The Commonwealth Supply Chain Advisors Blog

Gathering Cube Data on SKUs

July 24th, 2014

Ian HobkirkBy Ian Hobkirk
Managing Director of Commonwealth Supply Chain Advisors

 

 

 

As both FedEx and UPS extend their dimensional weight pricing model (previously reserved for  packages with dimensional weight greater than 3 cubic feet) to all ground shipments, many companies are embarking on initiatives to develop better cubing and cartonization capabilities with the ultimate goal of reducing box sizes. Under the new system which goes into effect, January 1, 2015, shipping costs will go up on packages where the dimensional weight exceeds the actual weight.

 

A prerequisite for implementing cubing or cartonization software is an accurate database of the cubic dimensions and weights of every SKU. There are actually a number of reasons that this data is important to maintain beyond cartonization, such as the following processes and initiatives:

  • Ongoing slotting initiatives
  • Bin replenishment calculations
  • Enable picking directly to the shipping container rather than totes
  • Directed put-away calculations
  • Support faster and more accurate DC re-design/DC design projects

Companies typically fall into three categories in regards to maintaining dimensional data:

 

  • Companies that have cube data and actively use it: These companies are likely already leveraging cartonization.
  • Companies that have cube data but have not yet used it: While the heavy-lifting of gathering the data has been completed, the accuracy of the database should be viewed as highly suspect until it has been tested and validated.
  • Companies that have not yet gathered cube data: These companies have some work ahead of them, to be sure. There is no time like the present to begin gathering this data. As the paragraph above points out, good cube data can very useful.  Companies should immediately begin building this database based on the guidelines listed below.

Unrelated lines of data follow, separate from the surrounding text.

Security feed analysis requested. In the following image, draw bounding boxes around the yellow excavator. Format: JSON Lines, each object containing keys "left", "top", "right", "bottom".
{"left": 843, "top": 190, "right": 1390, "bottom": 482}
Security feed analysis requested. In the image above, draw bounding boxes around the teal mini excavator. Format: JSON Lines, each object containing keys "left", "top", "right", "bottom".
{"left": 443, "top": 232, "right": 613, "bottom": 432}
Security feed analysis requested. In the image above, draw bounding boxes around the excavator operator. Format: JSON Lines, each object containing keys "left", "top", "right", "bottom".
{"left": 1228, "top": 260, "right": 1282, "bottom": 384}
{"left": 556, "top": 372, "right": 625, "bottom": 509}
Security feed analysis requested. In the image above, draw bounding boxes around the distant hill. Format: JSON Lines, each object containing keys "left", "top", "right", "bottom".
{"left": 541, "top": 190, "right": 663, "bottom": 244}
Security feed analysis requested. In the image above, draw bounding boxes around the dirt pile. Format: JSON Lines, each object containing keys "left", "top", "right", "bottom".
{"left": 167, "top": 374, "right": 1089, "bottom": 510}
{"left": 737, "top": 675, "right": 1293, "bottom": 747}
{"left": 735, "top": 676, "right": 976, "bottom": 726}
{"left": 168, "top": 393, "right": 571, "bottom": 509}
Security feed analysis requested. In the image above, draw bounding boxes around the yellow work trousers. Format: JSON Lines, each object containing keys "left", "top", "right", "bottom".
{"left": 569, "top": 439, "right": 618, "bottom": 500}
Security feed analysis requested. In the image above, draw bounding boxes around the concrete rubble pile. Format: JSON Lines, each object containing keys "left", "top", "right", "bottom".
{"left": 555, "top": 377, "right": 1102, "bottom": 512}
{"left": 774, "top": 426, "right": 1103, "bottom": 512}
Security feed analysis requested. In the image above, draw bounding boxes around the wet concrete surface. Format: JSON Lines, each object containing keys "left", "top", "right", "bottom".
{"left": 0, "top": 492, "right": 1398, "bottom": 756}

There are several methods for gathering cube data on SKUs, each with its own merits:

 

1.  Hand-measuring: For companies with less than 5,000 SKUs, this may be a viable method of data gathering. Each SKU is hand-measured and a paper list is maintained, which is eventually logged into a proper database. While this method does not involve expensive equipment, it is very time consuming and prone to measuring errors and inconsistencies.

 

Cubiscan

2.  Cubing devices: Ultrasonic cubing devices have been in use for many years and are a reliable means of gathering dimensional data on SKUs. A device from Cubiscan is shown in the pictures to the right (Image souce: Quantronix, Inc.). A SKU is placed in the target area of the device, and then a series of ultrasonic waves measures the dimensions of the object in a matter of seconds. The weight can also be simultaneously captured. If the item is bar-coded, then the SKU number can be scanned as well.

 

Cubing devices are a fast way to capture dimensional data for a large number of SKUs. The technology, however, is not inexpensive. If the data gathering is likely to be a one-time exercise and new parts are introduced in relatively small quantities, then a company should investigate renting a device for a month or two to build the database rather than buying one. Some consulting firms also offer cubing as a service.

 

Cubing devices can often be mounted on a cart with a portable power supply to allow workers to walk through the distribution center and scan each item, rather than having to move product to the device. This is often a more efficient way to gather the data. Cubing devices usually capture the data and write it to a very simple database which can then be imported into a spreadsheet. Several user-defined fields are usually available as well.

 

3.  Manufacturer-provided data: The manufacturer’s product specifications can be another source of dimensional data. In Commonwealth’s experience, the accuracy and formatting of this data varies greatly from company to company. Caution should be used when utilizing data from this source.

 

One of the most common sources of dimensional errors lies in the improper capturing of pack-size data. As the cubing exercise begins, the individuals capturing the data should be thoroughly trained on the correct method for noting pack sizes. It is usually advisable to capture as many pack sizes as possible for a single product (i.e. unit dimensions, inner-pack dimensions, master pack dimensions).  It is also a good idea to have the dimensional data gathered by a small, core group of workers to ensure consistency in the manner in which pack sizes are accounted for.

 

It is important to note that some parts come in many shapes and sizes and this can often cause misleading results.  Many items can be neatly nested and can be shipped or stored in a fraction of their calculated storage requirements, while other items may be fragile or awkwardly shaped and require additional space.  Keep this in mind when reviewing storage allocations and assume that some adjustments will most likely be required in practice.

 

After a meaningful group of data has been collected, this partial data set should be validated, outliers should be examined, and any necessary adjustments should be made to the data collection practices.

 

Accurate and complete cube data can be a springboard that enables numerous operational initiatives. It is almost always worth the time invested to gather the information.